11.14 Use := to Add/Update Columns By Reference
- Q14: Define a new variable death_rate, which equals to cumulative death divided by cumulative confirmed cases for each state
## date state state_abbr county fips cases deaths confirmed_count
## 1: 2020-03-24 arizona AZ Unknown NA 0 3 0
## 2: 2020-03-25 arizona AZ Unknown NA 0 3 0
## 3: 2020-03-26 arizona AZ Unknown NA 0 2 0
## 4: 2020-03-27 arizona AZ Unknown NA 0 4 0
## 5: 2020-03-28 arizona AZ Unknown NA 0 3 0
## 6: 2020-03-29 arizona AZ Unknown NA 0 5 0
## death_count deat_rate
## 1: 3 Inf
## 2: 0 Inf
## 3: -1 Inf
## 4: 2 Inf
## 5: -1 Inf
## 6: 2 Inf
11.15 Join datasets
- Q15: Compute the infection_rate (percent of population infected at each county).
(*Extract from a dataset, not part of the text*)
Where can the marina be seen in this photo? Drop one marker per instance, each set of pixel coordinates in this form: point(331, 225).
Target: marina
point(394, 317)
We need to first compute the total cases for each county and add population information to it for computing the infection rate.
population2019=fread("data/population2019.csv")
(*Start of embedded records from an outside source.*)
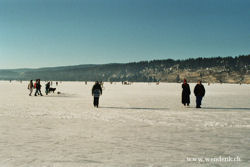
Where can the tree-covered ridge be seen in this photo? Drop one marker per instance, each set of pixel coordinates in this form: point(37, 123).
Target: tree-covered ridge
point(218, 69)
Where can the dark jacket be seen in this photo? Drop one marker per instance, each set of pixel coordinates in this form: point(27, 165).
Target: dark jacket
point(96, 87)
point(185, 93)
point(199, 90)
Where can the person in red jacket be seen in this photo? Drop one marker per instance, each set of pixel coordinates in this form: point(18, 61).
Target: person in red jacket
point(185, 99)
point(199, 92)
point(96, 92)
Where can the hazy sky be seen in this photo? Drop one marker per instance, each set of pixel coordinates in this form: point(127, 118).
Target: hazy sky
point(42, 33)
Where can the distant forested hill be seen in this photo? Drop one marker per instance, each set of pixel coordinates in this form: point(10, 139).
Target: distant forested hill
point(227, 69)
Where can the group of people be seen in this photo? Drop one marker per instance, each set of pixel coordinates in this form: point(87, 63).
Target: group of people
point(199, 92)
point(37, 86)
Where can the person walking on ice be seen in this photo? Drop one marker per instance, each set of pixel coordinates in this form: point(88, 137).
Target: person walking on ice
point(199, 92)
point(30, 87)
point(185, 99)
point(96, 93)
point(38, 88)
tmp=covid_county[, .(cum_case=sum(confirmed_count)),
by=.(state_abbr, state, county)]
tmp1=merge(tmp, population2019, by.x=c("state","county"),
by.y = c("state_name","county_name"),
all.x = TRUE)
tmp2=tmp1[,infection_rate:=cum_case/population19][,-c("state")][
order(-infection_rate)]
head(tmp2)
## county state_abbr cum_case population19 infection_rate
## 1: Chattahoochee GA 5109 10907 0.4684148
## 2: Crowley CO 2236 6061 0.3689160
## 3: Dimmit TX 3567 10124 0.3523311
## 4: Bent CO 1566 5577 0.2807961
## 5: Lincoln AR 3572 13024 0.2742629
## 6: Dewey SD 1591 5892 0.2700272
11.16 Additional Exercises:
- Q16: what is the total death in each state?
- Q17: Which county in Nebraska has the highest total confirmed cases?
11.17 Summary
- Congratulation! You have mastered the skills to manipulate big data for insights using data.table.
- It is very likely you will forget the codes for manipulating data.
- Do not try to memorize the code; memorize the scenarios in which the code is used; develop a code library for these scenarios.
- We will later learn to combine data manipulation and visualization.